FRESCO CALOR, ESCURO



"
1

Por esse caminho vais dar a um ribeiro
oculto nas pedras, e daí são dois passos pró inferno!
fiquei surpreso com a informação, assim da cara nua
à saída de casa, pousando a mala azul já encharcada,

como se houvesse destinos nesta terra! encolho os ombros,
as borboletas mudam de cor, gigantescas, violeta castanho,
tudo é real e diferente de si, mesmo as anémonas
e o cheiro de morte que deitam por dentro. os planetas,

acredito, emitem pequenos sinais, mas tenuamente
deitam-se no ovo oco do céu,
e a grande chuva entra-me pelo corpo e fica
dentro a chover, coisa inútil, intensa.

foi assim que aprendi que os homens morrem aos pedaços,
e muito antes de eu nascer já esta torpe história seguia
«o seu rumo», aqui e além facilitado pela chacina militar,
e ninguém pedirá a minha opinião, que não é nenhuma.

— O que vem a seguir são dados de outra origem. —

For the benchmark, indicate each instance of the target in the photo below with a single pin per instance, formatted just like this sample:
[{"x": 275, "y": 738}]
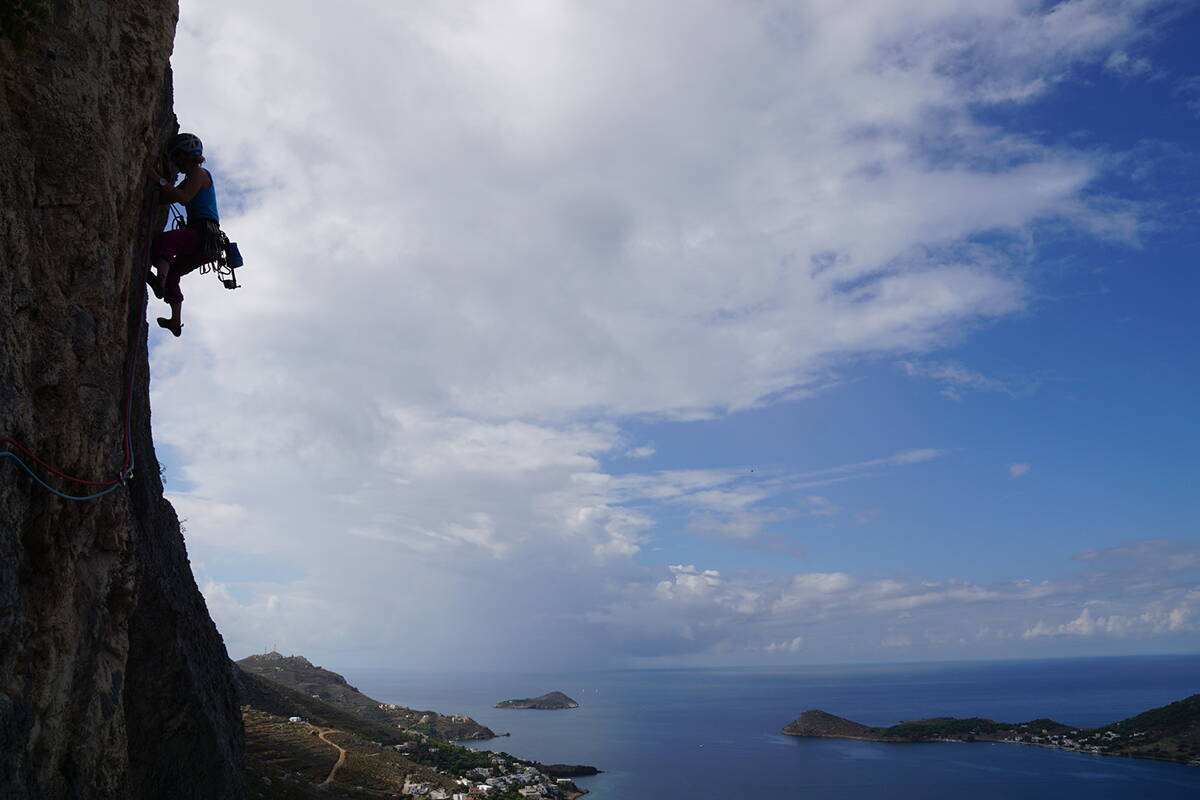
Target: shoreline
[{"x": 1194, "y": 763}]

o poema traz consigo um fresco calor escuro,
é um pouco cão, miserável e mudo.
os fios elécricos atravessam a rua, lado a lado; o cigarro lançado
ao ar, explode contra as folhas.

dorme comigo, ribeiro seco.
deixa-me na lisa pedra que te encerra. tudo começa
no cais de água nenhuma; um pouco cão, mais nada:
a arte do soneto e alguma rima."


António Franco Alexandre, "Dos Jogos de Inverno", in Poemas, Lisboa: Assírio & Alvim, 1996, p. 239-240.